Alcune persone mi definiscono un designer perché disegno mobili e complementi d’arredo e le mie creazioni frequentano i luoghi più canonici dedicati al design. Tuttavia, non ho una specifica formazione in merito, se non quella che deriva dalla pratica quotidiana del pernsare, creare e costruire degli oggetti.
Altri nel descrivermi prendono in considerazione le mie capacità manuali, individuano un’ispirazione artigianale, quasi rinascimentale, nei manufatti che costruisco con le mie mani in laboratorio. Ma anche questo orientamento mi sta stretto perchè sento limitare le mie urgenze espressive, il bagaglio di immaginazione, la sensibilità a volte eccessiva e maniacale, la capacità di esprimermi in più direzioni, cercando fuori dagli schemi che la ristretta definizione artigianale consentirebbe.
Forse la definizione più usata è quella di artista. L’urgenza espressiva, il bisogno di fare, di creare, di vivere pochi istanti di sospensione in cui tutto si ferma e ci si sente finalmente vivi e saturi del senso delle cose, mi spinge ad una ricerca del bello, di un’emozione, di un senso al mio agire. Ed in questo si! riconosco un agire artistico e confesso che questa categoria mi piace, lascia spazi e possibilità infinite.

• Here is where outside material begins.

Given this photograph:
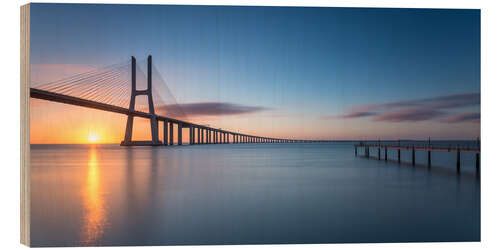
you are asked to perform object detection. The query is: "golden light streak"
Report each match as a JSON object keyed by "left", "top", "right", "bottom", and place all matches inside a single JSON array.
[{"left": 81, "top": 146, "right": 108, "bottom": 245}]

Ma certo essa non è assolutamente esaustiva nel descrivere il mio lavoro.
Bene ed allora What do I really do? … cerco di fare una sintesi personale di queste tre categorie del fare e dell’essere. Mi piace credere che nelle mie opere risulti la sintesi fra arte e design; esse sono a volte più orientate in un senso piuttosto che in un altro, ma in definitiva sono sempre influenzate dal mio percorso umano e dalle competenze manuali acquisite.